Our results illustrate the point that researchers may need to consider more than the most flood-tolerant species for forecasting marsh sustainability. In this marsh, one may presume to base projections of plant productivity, and therefore elevation gain, on the production patterns of the sedge because it tends to dominate lower portions of the marsh in these plots. However, projecting the marsh response to sea level rise assuming a monospecific stand of S. americanus would ignore the contributions of grasses when and where sedges decline and would result in an underestimation of marsh resiliency in this ecosystem. Marshes have optimum elevations relative to sea level at which plant production peaks. With smoothly accelerating relative sea level rise, a marsh that falls below the optimum elevation will not recover. Even though some plants may be able to grow below this elevation, they will not produce enough biomass to sustain elevation gain at the rate required to counteract accelerating sea level rise (Morris 2006). Therefore, it is the whole community that occurs above the elevation of total peak biomass, not the individual species with the lowest range, which is most important for determining the fate of the ecosystem. Perturbation of the flooding regime or other global changes may release previously subdominant species from competition, allowing them to contribute meaningfully to elevation gain.

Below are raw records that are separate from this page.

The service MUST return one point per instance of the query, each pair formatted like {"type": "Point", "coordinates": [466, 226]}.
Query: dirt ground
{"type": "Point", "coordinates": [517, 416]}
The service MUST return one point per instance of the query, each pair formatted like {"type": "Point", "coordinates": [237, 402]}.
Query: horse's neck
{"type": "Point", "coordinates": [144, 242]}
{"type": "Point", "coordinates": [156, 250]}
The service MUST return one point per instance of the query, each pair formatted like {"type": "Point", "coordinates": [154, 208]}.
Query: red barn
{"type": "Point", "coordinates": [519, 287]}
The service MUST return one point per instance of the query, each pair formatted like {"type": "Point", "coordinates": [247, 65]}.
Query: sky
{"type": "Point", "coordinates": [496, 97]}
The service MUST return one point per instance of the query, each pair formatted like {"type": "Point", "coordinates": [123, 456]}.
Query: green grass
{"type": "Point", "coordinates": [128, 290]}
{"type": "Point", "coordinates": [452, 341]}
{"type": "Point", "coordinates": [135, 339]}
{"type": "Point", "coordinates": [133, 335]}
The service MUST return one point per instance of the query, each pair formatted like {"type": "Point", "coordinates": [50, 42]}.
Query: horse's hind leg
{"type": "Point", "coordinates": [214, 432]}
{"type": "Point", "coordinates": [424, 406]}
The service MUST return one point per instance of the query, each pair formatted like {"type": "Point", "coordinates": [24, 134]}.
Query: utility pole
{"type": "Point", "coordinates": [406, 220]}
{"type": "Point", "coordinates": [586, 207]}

Plants play a critical role in determining future marsh elevation gain as they protect against soil loss to erosion (Cahoon et al. 2020), and individual species differ in their contributions to elevation gain (Krauss et al. 2003; Chen et al. 2018). We recommend future sea level manipulations allow for a realistic assemblage of plant species (e.g., Peng et al. 2018) and or competition treatments (e.g., Schile et al. 2017) to allow assessment of how interactions may alter flooding tolerance of individual plant species. Observational surveys that are used to infer elevational ranges should be paired with manipulative studies to separate the effects of ecological interactions from physical stressors.